Sam opened the door without bothering to look through the peep hole. Gail had made a habit of stopping by at random over the last few months. She usually brought a case of beer and would happily camp out on his couch and watch whatever was on the TV, she said even Hockey Night in Canada was a nice break from the insanity that was her apartment, though that didn’t stop her from loudly insulting every one of Don Cherry’s suits. Sam suspected she was just missing Nick and avoiding Chris, but he didn’t really mind. His own life had been feeling increasingly empty as the months without Andy ticked by. At least Gail’s sarcastic commentary kept the regrets at bay. 

It was not Gail on his porch, however. It was Jo Rosati and a pair of uniformed officers Sam didn’t recognize.

“Can I help you?” Sam asked, a sinking feeling in his gut.

“Is McNally here?” Jo asked, her businesslike tone reminding Sam why he’d never really warmed to her.

He nodded. “Yeah. What’s going on?”

“There was a fire at her building today. I need to bring her in for questioning.”

Sam could feel his eyebrows creeping up towards his hairline. "Why?" He knew his tone was hostile, but he couldn't help it. Andy had been through more than enough today, he wasn't about to let Jo Rosati throw her in the back of a squad car without an explanation first.

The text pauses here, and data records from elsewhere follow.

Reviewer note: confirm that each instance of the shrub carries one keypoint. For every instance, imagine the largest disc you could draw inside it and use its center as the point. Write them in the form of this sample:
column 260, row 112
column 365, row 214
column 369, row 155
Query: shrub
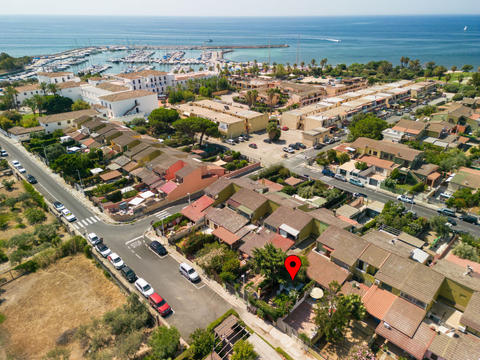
column 35, row 216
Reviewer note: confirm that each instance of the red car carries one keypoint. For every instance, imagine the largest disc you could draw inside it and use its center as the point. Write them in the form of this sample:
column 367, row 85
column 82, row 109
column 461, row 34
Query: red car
column 159, row 304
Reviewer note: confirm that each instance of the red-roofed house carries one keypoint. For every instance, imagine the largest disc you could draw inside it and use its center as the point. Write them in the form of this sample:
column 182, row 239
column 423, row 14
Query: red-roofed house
column 281, row 242
column 196, row 211
column 226, row 236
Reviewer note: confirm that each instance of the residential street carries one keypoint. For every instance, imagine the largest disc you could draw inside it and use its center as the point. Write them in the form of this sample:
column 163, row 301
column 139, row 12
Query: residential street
column 194, row 305
column 297, row 164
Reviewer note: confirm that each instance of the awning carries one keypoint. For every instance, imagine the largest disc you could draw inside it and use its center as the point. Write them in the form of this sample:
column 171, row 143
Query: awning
column 245, row 210
column 136, row 201
column 147, row 194
column 289, row 230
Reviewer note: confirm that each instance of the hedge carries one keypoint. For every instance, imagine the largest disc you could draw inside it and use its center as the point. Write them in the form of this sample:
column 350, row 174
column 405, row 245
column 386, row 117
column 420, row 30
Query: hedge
column 167, row 220
column 283, row 353
column 36, row 196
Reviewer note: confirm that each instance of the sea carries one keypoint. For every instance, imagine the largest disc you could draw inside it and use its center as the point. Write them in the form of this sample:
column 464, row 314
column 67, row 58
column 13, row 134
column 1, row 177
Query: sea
column 447, row 40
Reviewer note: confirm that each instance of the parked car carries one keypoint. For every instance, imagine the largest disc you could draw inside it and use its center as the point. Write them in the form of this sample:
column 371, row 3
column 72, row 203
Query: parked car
column 158, row 248
column 58, row 206
column 189, row 272
column 144, row 287
column 405, row 199
column 128, row 274
column 159, row 304
column 452, row 221
column 94, row 239
column 31, row 179
column 469, row 218
column 115, row 260
column 68, row 215
column 328, row 172
column 103, row 249
column 447, row 212
column 356, row 182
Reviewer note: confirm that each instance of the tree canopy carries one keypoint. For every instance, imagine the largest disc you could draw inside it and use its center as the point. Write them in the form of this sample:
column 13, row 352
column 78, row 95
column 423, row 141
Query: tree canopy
column 368, row 126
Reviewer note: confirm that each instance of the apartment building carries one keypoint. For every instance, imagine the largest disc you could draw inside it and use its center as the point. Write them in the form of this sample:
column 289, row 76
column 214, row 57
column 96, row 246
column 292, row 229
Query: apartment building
column 232, row 121
column 131, row 102
column 56, row 77
column 150, row 80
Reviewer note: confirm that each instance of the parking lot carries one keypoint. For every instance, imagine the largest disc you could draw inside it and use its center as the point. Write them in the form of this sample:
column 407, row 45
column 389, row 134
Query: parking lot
column 267, row 154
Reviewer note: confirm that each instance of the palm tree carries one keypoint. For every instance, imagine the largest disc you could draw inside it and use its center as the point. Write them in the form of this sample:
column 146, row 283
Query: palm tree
column 323, row 62
column 251, row 97
column 31, row 103
column 53, row 89
column 11, row 96
column 44, row 87
column 39, row 103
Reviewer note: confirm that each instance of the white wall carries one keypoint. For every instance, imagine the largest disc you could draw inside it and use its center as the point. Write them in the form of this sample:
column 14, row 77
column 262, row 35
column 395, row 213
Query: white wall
column 146, row 104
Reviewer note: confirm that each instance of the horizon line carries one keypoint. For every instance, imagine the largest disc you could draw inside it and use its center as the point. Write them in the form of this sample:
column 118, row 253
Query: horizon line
column 244, row 16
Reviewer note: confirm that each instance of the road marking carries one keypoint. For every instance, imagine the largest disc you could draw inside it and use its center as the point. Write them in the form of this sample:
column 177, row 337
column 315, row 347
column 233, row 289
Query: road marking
column 132, row 240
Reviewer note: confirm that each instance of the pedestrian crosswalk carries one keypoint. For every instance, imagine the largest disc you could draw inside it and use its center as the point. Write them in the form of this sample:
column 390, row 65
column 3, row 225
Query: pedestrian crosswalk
column 85, row 222
column 163, row 214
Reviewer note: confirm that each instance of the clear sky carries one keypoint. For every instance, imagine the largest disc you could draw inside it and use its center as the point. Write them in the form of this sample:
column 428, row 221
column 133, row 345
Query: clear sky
column 239, row 7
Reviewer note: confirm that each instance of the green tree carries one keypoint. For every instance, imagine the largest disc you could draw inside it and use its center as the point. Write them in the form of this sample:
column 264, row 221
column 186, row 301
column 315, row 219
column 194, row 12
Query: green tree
column 269, row 261
column 80, row 105
column 368, row 126
column 243, row 350
column 201, row 343
column 438, row 224
column 53, row 89
column 466, row 251
column 164, row 343
column 273, row 131
column 335, row 310
column 35, row 216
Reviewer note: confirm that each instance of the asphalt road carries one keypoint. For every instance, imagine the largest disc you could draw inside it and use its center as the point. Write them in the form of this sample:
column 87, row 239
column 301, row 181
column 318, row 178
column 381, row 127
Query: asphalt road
column 194, row 305
column 297, row 165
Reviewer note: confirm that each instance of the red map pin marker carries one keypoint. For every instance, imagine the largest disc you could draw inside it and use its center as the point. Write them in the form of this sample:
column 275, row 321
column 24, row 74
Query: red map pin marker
column 293, row 264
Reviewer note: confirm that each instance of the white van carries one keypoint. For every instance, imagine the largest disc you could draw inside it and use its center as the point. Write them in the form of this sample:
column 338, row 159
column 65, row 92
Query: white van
column 189, row 272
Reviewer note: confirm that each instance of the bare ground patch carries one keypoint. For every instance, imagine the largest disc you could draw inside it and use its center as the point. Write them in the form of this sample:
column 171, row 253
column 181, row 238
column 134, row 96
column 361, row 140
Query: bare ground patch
column 40, row 307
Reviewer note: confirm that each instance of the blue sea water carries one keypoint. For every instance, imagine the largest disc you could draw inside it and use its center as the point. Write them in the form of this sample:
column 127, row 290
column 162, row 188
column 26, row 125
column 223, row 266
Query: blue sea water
column 429, row 38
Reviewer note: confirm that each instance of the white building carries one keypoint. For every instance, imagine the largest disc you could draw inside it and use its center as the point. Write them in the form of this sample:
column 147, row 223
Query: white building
column 56, row 77
column 182, row 79
column 63, row 120
column 129, row 102
column 151, row 80
column 27, row 91
column 91, row 93
column 71, row 89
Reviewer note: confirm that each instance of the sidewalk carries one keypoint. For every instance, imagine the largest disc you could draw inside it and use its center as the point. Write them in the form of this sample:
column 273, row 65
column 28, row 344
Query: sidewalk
column 60, row 181
column 270, row 333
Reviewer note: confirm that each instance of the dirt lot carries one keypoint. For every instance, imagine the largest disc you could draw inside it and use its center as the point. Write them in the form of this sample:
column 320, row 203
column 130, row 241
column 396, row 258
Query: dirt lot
column 40, row 307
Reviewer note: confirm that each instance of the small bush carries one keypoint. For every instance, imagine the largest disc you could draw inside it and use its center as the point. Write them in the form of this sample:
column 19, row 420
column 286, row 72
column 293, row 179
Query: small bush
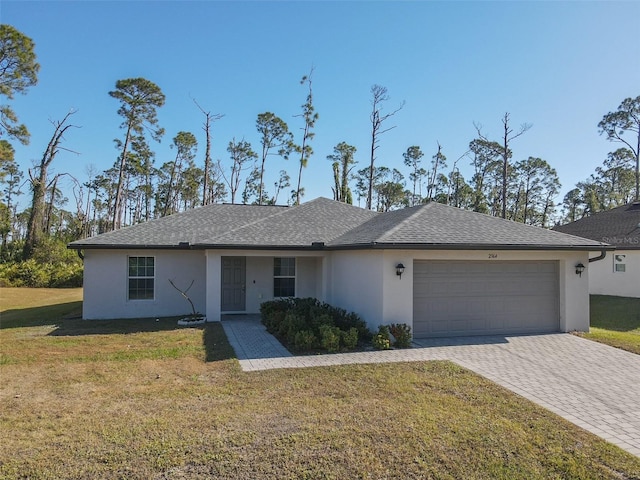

Jo gave him an appraising look and then turned to one of the officers, "Can you give us a minute?"

The guy, tall and blonde with a luxurious mustache that would have made even Tom Selleck jealous nodded, and gestured for his partner to follow him. When they were several meters away, Jo began to speak.

"Fire Marshall ruled the fire suspicious. It will take a day or two for them to finish their investigation, but Frank wanted us to get on this before they do."

Sam crossed his arms over his chest, unimpressed. "That doesn't explain why you need to take her in."

"Look Swarek, I know she's the wind beneath your wings, but to the rest of the world she's a cop who just worked on the biggest bust of the year - a bust the white shirts are hoping to cash in for some decent publicity for once. If the press gets wind of the fact that one of our cops set fire to her own apartment building and we just let her walk around free because we didn't want to hurt her feelings, how much good press do you think that will generate?"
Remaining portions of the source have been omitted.